There have been several reports of severe bradycardia with or without asystole related to DMED under general anesthesia[10,11] in pediatric[8], the elderly, and chronically ill patients[5]. Moreover, underlying cardiac arrhythmias, such as conduction disorders[12,13] and concurrent parasympathetic activation by spinal anesthesia[13], could contribute to their development. In the first case reported here, the patient was young and healthy, except for the presence of non-symptomatic sinus bradycardia (which could indicate a higher vagal tone). High vagal tone may contribute to the development of severe bradycardia following DMED administration at a conventional dosage and infusion rate. Another possible etiology may be the Bezold-Jarisch reflex, which is the proposed mechanism for bradycardia and/or hypotension observed in patients undergoing shoulder surgery in the sitting position after interscalene BPB[14]. The Bezold-Jarisch reflex, a form of vasovagal reflex, includes venous pooling in the sitting position and hypercontractility of the empty heart reinforced by exogenous perineural epinephrine. This results in a vagal-mediated arterial vasodilation and bradycardia. Although the patient was placed in the supine position during the event, possible regional hemodynamic alteration, such as arterial vasodilation induced by BPB and perineurally administered epinephrine (approximately 150 μg), combined with the sympatholytic effect of DMED may have led to severe bradycardia in this young and healthy adult. Further studies are required to identify the possible mechanisms underlying this phenomenon.

In case 2, the patient specifically received half of the recommended loading dose (0.5 μg/kg) and at a reduced infusion rate (3 μg/kg/h) of DMED to accommodate an underlying cardiovascular disease. Nevertheless, BP abruptly decreased by 50%, and the patient showed signs of brain hypoperfusion. The patient was receiving multiple drugs, including BB, CCB, and ARNI, although some were discontinued one day before surgery. The patient may have been dehydrated for the therapeutic purposes of congestive heart failure. Consequently, the sympatholytic action of DMED, in addition to the underlying cardiovascular disease with medications and hypovolemia, could have potentiated myocardial depression and vasodilatation, leading to refractory hypotension. Refractory hypotension was sustained for over 6 h after receiving the initial loading dose (0.5 μg/kg).

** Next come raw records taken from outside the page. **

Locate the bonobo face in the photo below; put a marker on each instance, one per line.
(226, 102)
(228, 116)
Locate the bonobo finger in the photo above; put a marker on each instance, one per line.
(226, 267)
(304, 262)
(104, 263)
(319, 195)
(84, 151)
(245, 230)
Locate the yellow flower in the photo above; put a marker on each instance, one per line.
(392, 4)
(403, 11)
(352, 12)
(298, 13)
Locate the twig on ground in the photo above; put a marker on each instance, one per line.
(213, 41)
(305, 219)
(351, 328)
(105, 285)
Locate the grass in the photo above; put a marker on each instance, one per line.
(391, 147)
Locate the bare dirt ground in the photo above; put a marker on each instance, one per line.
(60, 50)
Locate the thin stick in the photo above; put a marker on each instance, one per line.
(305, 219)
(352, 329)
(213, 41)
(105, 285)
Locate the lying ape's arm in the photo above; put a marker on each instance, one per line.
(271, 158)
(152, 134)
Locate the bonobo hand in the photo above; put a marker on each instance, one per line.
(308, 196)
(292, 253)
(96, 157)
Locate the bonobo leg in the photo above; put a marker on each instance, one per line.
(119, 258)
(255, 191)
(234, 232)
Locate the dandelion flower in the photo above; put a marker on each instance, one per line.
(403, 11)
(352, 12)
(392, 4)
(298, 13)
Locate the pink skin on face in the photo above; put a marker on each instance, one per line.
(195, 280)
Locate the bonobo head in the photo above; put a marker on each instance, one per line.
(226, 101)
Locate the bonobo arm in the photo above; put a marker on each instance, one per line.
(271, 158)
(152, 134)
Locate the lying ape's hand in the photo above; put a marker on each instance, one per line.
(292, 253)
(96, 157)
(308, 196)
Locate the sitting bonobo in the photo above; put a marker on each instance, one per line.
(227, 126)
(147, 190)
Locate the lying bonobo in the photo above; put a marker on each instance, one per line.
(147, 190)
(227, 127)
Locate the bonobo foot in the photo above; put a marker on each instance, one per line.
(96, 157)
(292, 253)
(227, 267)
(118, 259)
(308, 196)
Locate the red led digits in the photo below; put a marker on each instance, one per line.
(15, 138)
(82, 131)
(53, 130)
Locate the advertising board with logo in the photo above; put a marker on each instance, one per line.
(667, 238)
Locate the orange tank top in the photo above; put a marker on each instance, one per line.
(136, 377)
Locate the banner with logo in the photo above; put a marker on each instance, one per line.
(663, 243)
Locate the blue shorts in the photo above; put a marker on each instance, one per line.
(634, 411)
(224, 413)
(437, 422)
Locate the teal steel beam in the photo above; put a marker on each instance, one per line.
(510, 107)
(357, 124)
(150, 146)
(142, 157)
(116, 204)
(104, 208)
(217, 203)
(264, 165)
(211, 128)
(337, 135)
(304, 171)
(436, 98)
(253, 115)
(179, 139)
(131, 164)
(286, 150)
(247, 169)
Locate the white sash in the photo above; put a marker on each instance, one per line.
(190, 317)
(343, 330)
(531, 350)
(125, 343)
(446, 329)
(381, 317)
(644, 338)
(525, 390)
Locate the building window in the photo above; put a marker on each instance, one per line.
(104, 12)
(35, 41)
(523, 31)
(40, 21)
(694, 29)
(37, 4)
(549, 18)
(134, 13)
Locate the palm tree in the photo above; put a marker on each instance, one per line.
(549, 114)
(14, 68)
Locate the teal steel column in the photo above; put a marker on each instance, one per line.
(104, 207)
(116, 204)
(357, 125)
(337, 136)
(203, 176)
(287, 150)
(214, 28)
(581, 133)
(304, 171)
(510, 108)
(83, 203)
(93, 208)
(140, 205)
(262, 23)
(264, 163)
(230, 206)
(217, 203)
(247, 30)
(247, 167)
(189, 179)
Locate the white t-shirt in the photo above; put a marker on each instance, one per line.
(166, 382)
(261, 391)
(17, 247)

The elimination half-life of DMED is 2-4 h; however, DMED clearance decreases with increasing age and decreasing cardiac output[15]. A dose of 0.5 μg/kg of DMED could not induce an appropriate level of sedation in case 2. This suggests that the pharmacological effects of DMED may be more intense and longer in the cardiovascular system than that in the central nervous system.

CONCLUSION

DMED-associated profound bradycardia can occur even in healthy individuals receiving the conventional regimen under BPB. The use of DMED in patients with decreased cardiac function can potentially lead to refractory hypotension without apparent bradycardia.